Aiken was the runner-up on the second season of American Idol in 2003. Afterwards, he launched a music and acting career – even appearing as a contestant on Celebrity Apprentice hosted by former president Donald Trump.
In 2014 he turned his attention to politics, winning the Democratic primary in North Carolina’s second congressional district, but he was defeated in the general election by Republican incumbent Renee Ellmers.
Now he’s running for Congress again. But this time, Aiken, who has referred to himself as a “loud and proud Democrat”, is running to represent the newly drawn sixth district. He is hoping to replace representative David Price, who was first elected in 1986 and said he would not seek re-election in October.
He described how “several people” asked if he would be interested in running for Price’s seat after the long-time politician announced he would be retiring from the role in 2022.
“I told them, you know, I’m keeping an eye on it, but I’m not really necessarily thinking about running right now,” he recalled.
The openly gay singer said he was “considering” another run in November when the news broke that Robinson, North Carolina‘s second-in-command, had made several anti-LGBT+ statements at a church sermon.
“He gave a speech in which he said: ‘What is the purpose of homosexuality? What purpose do homosexuals serve?’” Aiken said.
He continued: “I watched that sort of with just dumbstruck awe that someone could be so ignorant.
After watching it, I said, you know, ‘I got your purpose, bitch. I will show you’.”
Aiken described himself as a “North Carolinian” his entire life, adding his family has “been here since the 1700s”. He said Robinson’s anti-LGBT+ hatred made him “really think about the reputation” the state has “gotten over the past several years”.
“In my entire life, I’ve never known a time when this state has had a reputation that wasn’t progressive and welcoming and friendly,” he added.
He added that some friends wouldn’t want to visit because they didn’t feel “comfortable in North Carolina”. Aiken said he was “sick” that his beloved state has such a reputation, and he isn’t “willing” to let it continue any longer.

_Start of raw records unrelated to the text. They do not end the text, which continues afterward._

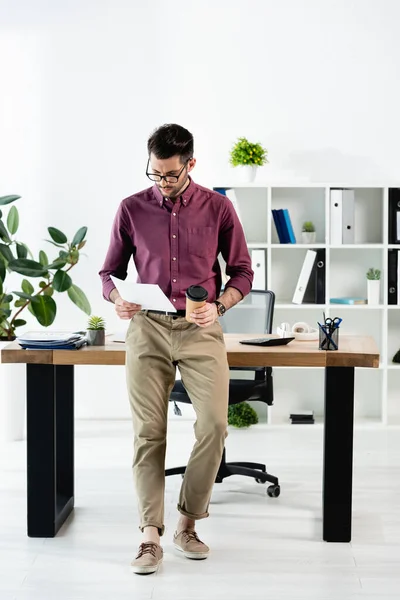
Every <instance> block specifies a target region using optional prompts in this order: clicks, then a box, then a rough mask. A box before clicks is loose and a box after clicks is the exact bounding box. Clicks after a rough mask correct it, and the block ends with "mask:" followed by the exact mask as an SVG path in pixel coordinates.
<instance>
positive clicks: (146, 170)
mask: <svg viewBox="0 0 400 600" xmlns="http://www.w3.org/2000/svg"><path fill="white" fill-rule="evenodd" d="M189 160H190V158H189V159H188V160H187V161H186V162H185V164H184V165H183V167H182V169H181V170H180V171H179V173H178V175H157V173H149V172H148V169H149V164H150V158H149V159H148V161H147V167H146V175H147V177H148V178H149V179H150V181H155V182H157V183H160V181H162V180H163V179H165V183H178V181H179V177H180V176H181V175H182V173H183V170H184V168H185V167H187V164H188V162H189ZM152 177H156V178H157V179H152Z"/></svg>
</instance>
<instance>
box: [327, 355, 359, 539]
mask: <svg viewBox="0 0 400 600" xmlns="http://www.w3.org/2000/svg"><path fill="white" fill-rule="evenodd" d="M353 428H354V367H327V368H326V369H325V435H324V474H323V539H324V540H325V541H327V542H350V541H351V508H352V507H351V505H352V485H353Z"/></svg>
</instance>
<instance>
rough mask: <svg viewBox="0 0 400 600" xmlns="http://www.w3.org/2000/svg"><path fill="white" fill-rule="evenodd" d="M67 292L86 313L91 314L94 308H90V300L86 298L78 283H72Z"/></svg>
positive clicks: (83, 311) (72, 299)
mask: <svg viewBox="0 0 400 600" xmlns="http://www.w3.org/2000/svg"><path fill="white" fill-rule="evenodd" d="M67 293H68V296H69V298H70V300H72V302H73V303H74V304H76V305H77V307H78V308H80V309H81V310H83V312H84V313H86V314H87V315H89V316H90V313H91V312H92V309H91V308H90V303H89V300H88V299H87V298H86V296H85V294H84V292H83V291H82V290H81V289H80V288H79V287H78V286H77V285H74V284H72V285H71V287H70V288H69V290H68V292H67Z"/></svg>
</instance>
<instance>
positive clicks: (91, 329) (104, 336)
mask: <svg viewBox="0 0 400 600" xmlns="http://www.w3.org/2000/svg"><path fill="white" fill-rule="evenodd" d="M86 339H87V342H88V346H104V345H105V343H106V332H105V330H104V329H88V330H87V331H86Z"/></svg>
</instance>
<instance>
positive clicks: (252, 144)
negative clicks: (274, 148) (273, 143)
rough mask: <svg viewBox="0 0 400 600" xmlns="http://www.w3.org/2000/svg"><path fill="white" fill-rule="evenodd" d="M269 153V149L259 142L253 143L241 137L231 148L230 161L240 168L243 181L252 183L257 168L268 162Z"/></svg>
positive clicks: (254, 177) (241, 175)
mask: <svg viewBox="0 0 400 600" xmlns="http://www.w3.org/2000/svg"><path fill="white" fill-rule="evenodd" d="M267 154H268V151H267V150H266V149H265V148H263V147H262V146H261V144H259V143H258V142H256V143H255V144H253V143H252V142H249V141H248V140H247V139H246V138H244V137H241V138H238V140H237V142H236V144H235V145H234V146H233V148H232V149H231V153H230V161H229V162H230V163H231V165H232V166H233V167H239V168H240V174H241V179H242V181H243V182H246V183H250V182H252V181H254V179H255V176H256V173H257V168H258V167H261V166H262V165H264V164H265V163H267V162H268V159H267Z"/></svg>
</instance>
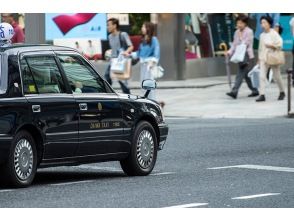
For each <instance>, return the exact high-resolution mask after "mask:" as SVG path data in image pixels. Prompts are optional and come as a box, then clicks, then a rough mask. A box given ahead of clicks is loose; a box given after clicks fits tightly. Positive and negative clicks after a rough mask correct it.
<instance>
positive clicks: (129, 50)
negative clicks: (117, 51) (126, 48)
mask: <svg viewBox="0 0 294 220" xmlns="http://www.w3.org/2000/svg"><path fill="white" fill-rule="evenodd" d="M122 37H123V40H124V41H125V43H126V45H127V46H128V48H127V49H126V50H125V51H124V53H123V54H124V55H126V56H128V55H130V54H131V53H132V51H133V50H134V46H133V43H132V41H131V39H130V37H129V35H128V34H127V33H125V32H124V33H122Z"/></svg>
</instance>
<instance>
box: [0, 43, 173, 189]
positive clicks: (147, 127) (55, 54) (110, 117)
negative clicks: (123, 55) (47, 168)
mask: <svg viewBox="0 0 294 220" xmlns="http://www.w3.org/2000/svg"><path fill="white" fill-rule="evenodd" d="M0 59H1V63H0V169H1V171H0V172H1V175H0V179H1V180H3V181H4V182H6V183H7V182H8V183H9V185H12V186H16V187H25V186H28V185H30V184H31V183H32V181H33V179H34V176H35V174H36V170H37V168H43V167H51V166H64V165H70V166H71V165H79V164H83V163H93V162H103V161H120V164H121V167H122V169H123V171H124V172H125V173H126V174H127V175H130V176H133V175H148V174H149V173H150V172H151V171H152V170H153V168H154V166H155V162H156V158H157V151H159V150H161V149H162V148H163V145H164V144H165V141H166V139H167V135H168V127H167V125H166V123H165V121H164V118H163V115H162V111H161V108H160V106H159V105H158V103H156V102H155V101H152V100H149V99H148V98H146V97H147V94H148V91H150V90H151V89H155V87H156V82H155V81H153V80H146V81H144V82H143V83H142V87H143V88H144V89H146V90H147V92H146V93H147V94H146V95H145V96H142V97H141V96H135V95H125V94H119V93H116V92H115V91H114V90H113V89H112V88H111V86H110V85H109V84H108V83H107V82H106V81H105V80H104V79H103V78H102V77H101V76H100V75H99V74H98V73H97V72H96V70H95V68H94V67H93V66H92V64H91V63H90V62H89V61H88V60H87V59H85V58H84V57H83V56H82V55H80V54H79V53H78V52H77V51H76V50H74V49H71V48H66V47H58V46H51V45H26V44H21V45H12V46H8V47H1V48H0Z"/></svg>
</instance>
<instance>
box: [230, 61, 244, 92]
mask: <svg viewBox="0 0 294 220" xmlns="http://www.w3.org/2000/svg"><path fill="white" fill-rule="evenodd" d="M244 77H245V72H244V68H241V65H239V70H238V73H237V75H236V79H235V84H234V87H233V89H232V93H234V94H236V95H237V94H238V92H239V89H240V87H241V84H242V82H243V79H244Z"/></svg>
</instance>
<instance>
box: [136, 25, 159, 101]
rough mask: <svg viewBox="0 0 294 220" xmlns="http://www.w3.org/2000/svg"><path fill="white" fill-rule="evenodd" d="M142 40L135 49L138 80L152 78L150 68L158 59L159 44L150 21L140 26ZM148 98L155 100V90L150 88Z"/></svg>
mask: <svg viewBox="0 0 294 220" xmlns="http://www.w3.org/2000/svg"><path fill="white" fill-rule="evenodd" d="M141 32H142V42H141V43H140V46H139V49H138V51H137V57H138V58H139V59H140V81H141V83H142V82H143V80H145V79H154V77H153V76H152V68H154V67H155V66H157V65H158V62H159V59H160V45H159V41H158V39H157V37H156V36H155V33H154V32H155V25H154V24H153V23H151V22H145V23H144V24H143V25H142V28H141ZM148 98H150V99H153V100H156V97H155V91H154V90H152V91H151V92H150V94H149V96H148Z"/></svg>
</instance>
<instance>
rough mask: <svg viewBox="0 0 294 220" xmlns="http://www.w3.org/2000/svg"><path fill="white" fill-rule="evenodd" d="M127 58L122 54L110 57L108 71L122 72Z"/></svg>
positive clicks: (120, 72)
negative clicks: (109, 61)
mask: <svg viewBox="0 0 294 220" xmlns="http://www.w3.org/2000/svg"><path fill="white" fill-rule="evenodd" d="M126 62H127V59H126V58H125V57H124V56H123V55H119V56H118V57H117V58H112V59H111V66H110V71H111V72H115V73H117V74H122V73H124V72H125V69H126Z"/></svg>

“And that p**ses me the hell off,” he said. “Because this area is not like that, and the fact that people outside of this state have this opinion or this perception of North Carolina based on people like Mark Robinson and Madison Cawthorn.”
A group of North Carolina voters have launched a bid to keep Cawthorn, a Republican congressman, off the ballot in this year’s midterm elections, citing his alleged involvement in the 6 January Capitol riot.
Cawthorn claimed the election was stolen from Trump during the “Save America Rally” before the riot and has been accused of firing up the crowd, The Guardian reported.
A group of voters have said that Cawthorn can’t run for Congress because he fails to comply with an amendment in the Constitution.
The 1868 amendment says no one can serve in Congress if they have “previously taken an oath, as a member of Congress … to support the Constitution of the United States, shall have engaged in insurrection or rebellion against the same”.
The challenge says the events at the Capitol riot “amounted to an insurrection” and Cawthorn’s speech at the rally provided a “reasonable suspicion” that he “aided the insurrection”.
In the video announcing his congressional run, Clay Aiken condemned Cawthorn and Robinson as “white nationalists” and “hateful homophobes”.
Can you believe it's been almost 20 years since I first got to share my voice with you? That's a long time. A LOT has changed!
We need powerful voices more than ever, so I'm running for Congress.
— Clay Aiken (@clayaiken) January 10, 2022
“These folks are taking up all the oxygen in the room, and I could tell you I am sick of it,” Aiken said.
He continued: “As Democrats, we have got to get better about speaking up and using our voices because those folks ain’t quieting down anytime soon.
“That’s why I’m running for Congress here in this community that raised me and where I first discovered my voice.”